UK moving to reopen fishery for a once-endangered species
The United Kingdom is planning to reopen a fishery for spurdog, also known as spiny dogfish – a once-endangered species of shark – for landings in 2023.
The species has been managed for the last five years as a prohibited species, meaning the stock was too low to support a commercial fishery. The latest advice from the International Council for the Exploration of the Seas indicates the stock has recovered enough to support commercial landings, allowing the U.K. and E.U. to reopen the fisheries.
According to the U.K. government, delegations from the U.K. and the E.U. met between November and December 2022 to discuss fishing opportunities for 2023, and the heads of delegations agreed to recommend fishery arrangements for spurdog.
After the recommendations, a Statutory Instrument was laid in parliament on 8 March, which will come into force on 1 April, reopening a quota for the species.
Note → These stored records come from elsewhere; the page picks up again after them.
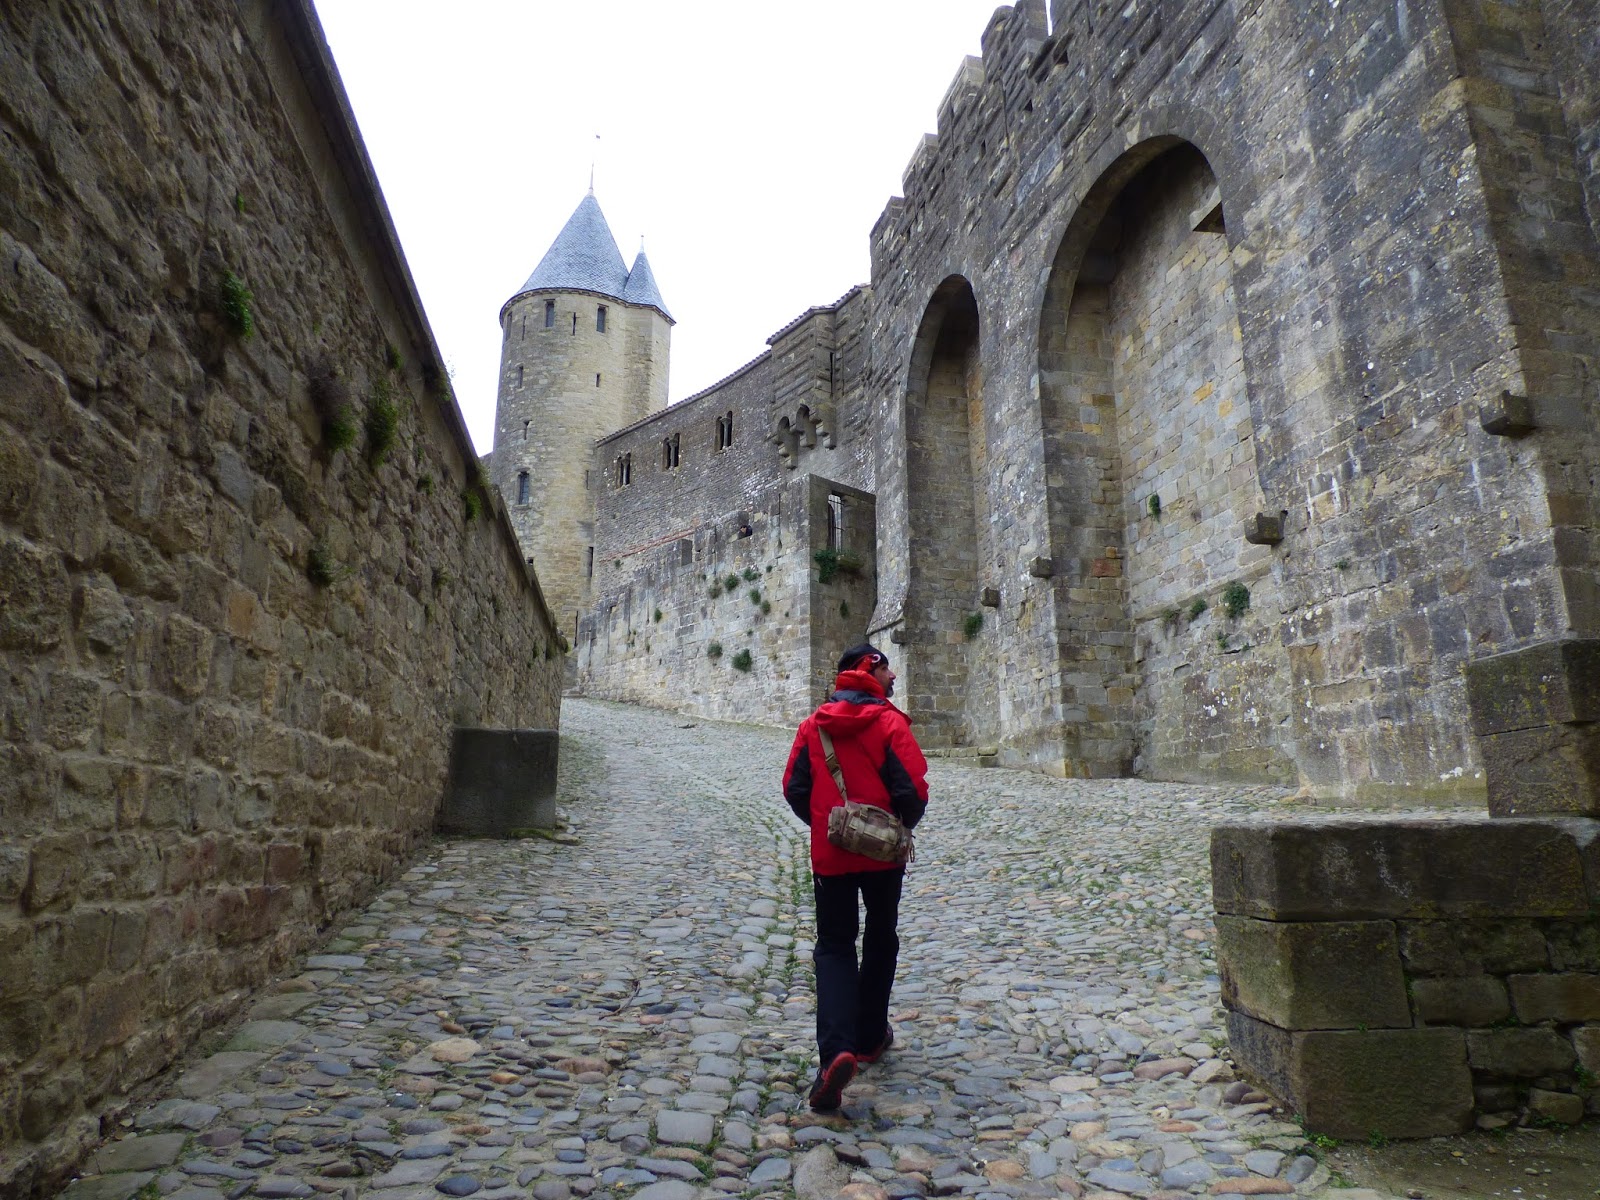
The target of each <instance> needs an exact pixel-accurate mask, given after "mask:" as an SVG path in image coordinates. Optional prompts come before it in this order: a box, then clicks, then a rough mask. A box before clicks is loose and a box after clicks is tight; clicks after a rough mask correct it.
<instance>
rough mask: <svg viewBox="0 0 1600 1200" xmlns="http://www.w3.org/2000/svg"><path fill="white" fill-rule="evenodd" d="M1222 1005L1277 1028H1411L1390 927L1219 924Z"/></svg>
mask: <svg viewBox="0 0 1600 1200" xmlns="http://www.w3.org/2000/svg"><path fill="white" fill-rule="evenodd" d="M1216 934H1218V944H1216V950H1218V965H1219V968H1221V971H1222V1003H1226V1005H1227V1006H1229V1008H1235V1010H1238V1011H1243V1013H1248V1014H1250V1016H1254V1018H1258V1019H1261V1021H1266V1022H1269V1024H1274V1026H1278V1027H1280V1029H1357V1027H1371V1029H1403V1027H1408V1026H1410V1024H1411V1010H1410V1006H1408V1005H1406V997H1405V978H1403V976H1402V973H1400V950H1398V946H1397V942H1395V928H1394V923H1390V922H1262V920H1251V918H1248V917H1218V918H1216Z"/></svg>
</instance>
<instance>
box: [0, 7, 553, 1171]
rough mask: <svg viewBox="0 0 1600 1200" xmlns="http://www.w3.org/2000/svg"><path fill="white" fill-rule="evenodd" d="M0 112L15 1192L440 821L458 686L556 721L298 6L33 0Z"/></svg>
mask: <svg viewBox="0 0 1600 1200" xmlns="http://www.w3.org/2000/svg"><path fill="white" fill-rule="evenodd" d="M0 134H3V136H0V254H3V270H0V816H3V821H0V1194H5V1195H29V1194H30V1192H34V1190H42V1189H45V1187H46V1186H50V1184H51V1181H54V1179H59V1176H61V1173H62V1170H64V1168H67V1166H70V1165H72V1163H74V1162H75V1158H77V1157H78V1155H82V1152H83V1150H85V1147H86V1146H88V1144H91V1142H93V1141H96V1139H98V1138H99V1134H101V1130H102V1118H106V1117H114V1115H115V1114H117V1112H118V1107H120V1106H122V1104H125V1099H126V1096H128V1094H130V1091H131V1090H134V1088H136V1086H138V1085H141V1083H142V1082H144V1080H147V1078H149V1077H152V1075H155V1074H157V1072H160V1070H162V1069H163V1067H165V1066H166V1064H168V1062H171V1061H173V1059H174V1056H178V1054H179V1053H182V1051H184V1050H186V1048H187V1046H189V1045H190V1043H192V1042H194V1038H195V1037H197V1035H198V1034H200V1032H202V1030H203V1029H206V1027H208V1026H211V1024H214V1022H218V1021H221V1019H222V1018H226V1016H229V1014H230V1013H232V1011H235V1010H237V1006H238V1005H240V1003H242V1002H243V998H245V995H246V992H248V989H251V987H254V986H258V984H261V982H262V981H266V979H267V978H269V976H270V974H272V973H274V971H278V970H280V968H282V966H283V965H285V963H286V962H290V960H291V958H293V957H294V955H296V954H299V952H302V950H304V949H306V947H307V946H310V944H312V942H314V941H315V939H317V938H318V936H320V934H322V931H323V930H326V928H328V925H330V923H331V922H333V920H336V918H338V917H339V914H342V912H344V910H347V909H349V907H350V906H352V904H357V902H362V901H365V899H366V898H370V894H371V891H373V888H374V885H376V883H378V882H379V880H382V878H386V877H390V875H392V874H394V872H395V870H397V869H398V867H400V864H402V862H403V861H405V859H406V858H408V856H410V854H411V851H414V850H416V846H418V845H419V843H422V842H424V840H426V838H427V837H429V834H430V829H432V826H434V818H435V811H437V810H438V805H440V800H442V795H443V789H445V778H446V768H448V755H450V742H451V726H453V725H458V723H459V725H488V726H501V728H506V726H544V728H555V725H557V718H558V688H560V675H562V656H560V653H558V642H557V638H558V634H557V630H555V627H554V624H552V621H550V616H549V613H547V610H546V605H544V602H542V598H541V595H539V587H538V582H536V581H534V579H533V576H531V573H530V571H528V568H526V565H525V562H523V555H522V554H520V552H518V547H517V541H515V536H514V533H512V528H510V525H509V522H507V518H506V514H504V509H502V507H501V506H499V504H498V499H496V498H494V496H491V494H490V493H488V491H486V490H482V488H480V486H478V482H477V458H475V454H474V453H472V445H470V440H469V438H467V434H466V429H464V426H462V421H461V414H459V411H458V408H456V405H454V400H453V398H451V395H450V392H448V381H446V379H445V374H443V371H442V370H440V362H442V360H440V357H438V350H437V347H435V344H434V341H432V334H430V333H429V328H427V325H426V322H424V318H422V314H421V307H419V304H418V299H416V293H414V288H413V285H411V280H410V275H408V272H406V267H405V262H403V259H402V258H400V253H398V246H397V242H395V238H394V232H392V229H390V226H389V219H387V211H386V208H384V203H382V198H381V195H379V194H378V189H376V182H374V178H373V174H371V168H370V165H368V162H366V157H365V150H363V149H362V142H360V138H358V134H357V133H355V130H354V125H352V122H350V117H349V109H347V104H346V99H344V94H342V90H341V86H339V82H338V77H336V74H334V72H333V66H331V61H330V58H328V53H326V46H325V45H323V42H322V35H320V29H318V26H317V22H315V18H314V14H312V11H310V6H309V5H306V3H298V2H293V0H285V2H282V3H280V2H270V0H245V2H243V3H214V2H213V0H179V2H178V3H171V5H160V6H155V5H142V3H131V2H130V3H74V2H70V0H69V2H67V3H59V5H48V6H40V5H10V6H6V8H5V13H3V16H0ZM346 430H347V432H346ZM350 438H354V440H350ZM346 442H349V445H346ZM338 446H342V448H338Z"/></svg>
“After over five years of management as a prohibited species, the latest evidence shows Northeast Atlantic spurdog stock is recovering and can support fishing landings in 2023 and 2024,” U.K. Minister of Food, Farming, and Fisheries Mark Spencer said in a release. “This week we have therefore taken an important step towards re-opening the UK spurdog fishery.”
A Statutory Instrument is a form of legislation allowing an act of Parliament to brought into force without the U.K. Parliament needing to pass a new act – allowing the fisheries minister to make decisions without parliamentary approval so long as the power was granted in the original act.
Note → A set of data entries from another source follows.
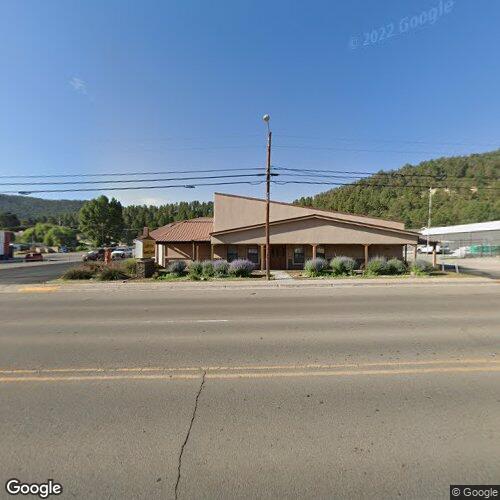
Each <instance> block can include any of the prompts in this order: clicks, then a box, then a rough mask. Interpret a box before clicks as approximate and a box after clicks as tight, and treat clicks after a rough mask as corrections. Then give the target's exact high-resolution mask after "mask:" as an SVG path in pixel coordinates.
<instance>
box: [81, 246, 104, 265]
mask: <svg viewBox="0 0 500 500" xmlns="http://www.w3.org/2000/svg"><path fill="white" fill-rule="evenodd" d="M82 260H83V262H88V261H92V260H104V248H98V249H96V250H90V252H87V253H86V254H85V255H84V256H83V257H82Z"/></svg>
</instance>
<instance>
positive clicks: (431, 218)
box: [427, 186, 435, 251]
mask: <svg viewBox="0 0 500 500" xmlns="http://www.w3.org/2000/svg"><path fill="white" fill-rule="evenodd" d="M434 192H435V189H432V186H431V187H429V219H428V220H427V251H428V250H429V241H430V234H429V231H430V230H431V219H432V217H431V215H432V195H433V194H434Z"/></svg>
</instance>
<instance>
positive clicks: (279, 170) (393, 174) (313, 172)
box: [275, 167, 498, 181]
mask: <svg viewBox="0 0 500 500" xmlns="http://www.w3.org/2000/svg"><path fill="white" fill-rule="evenodd" d="M275 170H278V171H281V170H284V171H290V172H298V173H306V172H310V173H311V174H320V173H321V174H322V173H325V174H330V173H332V174H352V175H353V176H367V177H371V176H377V175H386V176H394V177H413V178H424V177H426V178H427V177H428V178H433V179H435V180H445V179H456V180H471V181H477V180H478V179H477V178H476V177H465V176H464V177H460V176H456V175H439V174H411V173H403V172H367V171H359V170H358V171H355V170H318V169H304V168H300V169H299V168H289V167H275ZM482 179H491V180H498V178H497V177H482Z"/></svg>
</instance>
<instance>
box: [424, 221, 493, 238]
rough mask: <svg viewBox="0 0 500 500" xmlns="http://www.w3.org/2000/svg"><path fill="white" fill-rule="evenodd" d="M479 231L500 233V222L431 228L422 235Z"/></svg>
mask: <svg viewBox="0 0 500 500" xmlns="http://www.w3.org/2000/svg"><path fill="white" fill-rule="evenodd" d="M477 231H500V220H493V221H489V222H476V223H475V224H459V225H458V226H441V227H431V228H429V229H423V230H422V231H420V234H423V235H425V236H427V235H428V234H429V235H435V234H452V233H474V232H477Z"/></svg>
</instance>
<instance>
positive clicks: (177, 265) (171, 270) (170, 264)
mask: <svg viewBox="0 0 500 500" xmlns="http://www.w3.org/2000/svg"><path fill="white" fill-rule="evenodd" d="M167 270H168V272H169V273H172V274H175V275H176V276H182V275H183V274H184V271H185V270H186V263H185V262H184V261H183V260H174V261H172V262H171V263H170V264H169V265H168V267H167Z"/></svg>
A quota for the species has not been set by U.K., but ICES advice suggests that the maximum sustainable yield in 2023 across all fisheries – including the E.U. – should be no more than 17,353 metric tons (MT), and the MSY in 2024 should not exceed 17,855 MT.
Establishing a fishery would be a significant turnaround for the spurdog species, which underwent a stock collapse in the late 2000s. European NGOs pushed for the end of all spurdog fishing, and groups like Oceana urged Convention on the International Trade in Endangered Species of Wild Fauna and Flora (CITES) protection for the species. It was also considered by the International Union for Conservation of Nature to be a “critically endangered” species in 2009.
Spencer said the U.K. plans to continue ensuring the sustainability of the species now that it has recovered enough to maintain a fishery.
“This decision follows the latest scientific advice and we will monitor the situation closely, supporting our commitment to establish a sustainable and profitable U.K. fishing industry,” Spencer said. “I know that this move will be welcomed by U.K. fishermen and further details on quota allocation will be set out in due course.”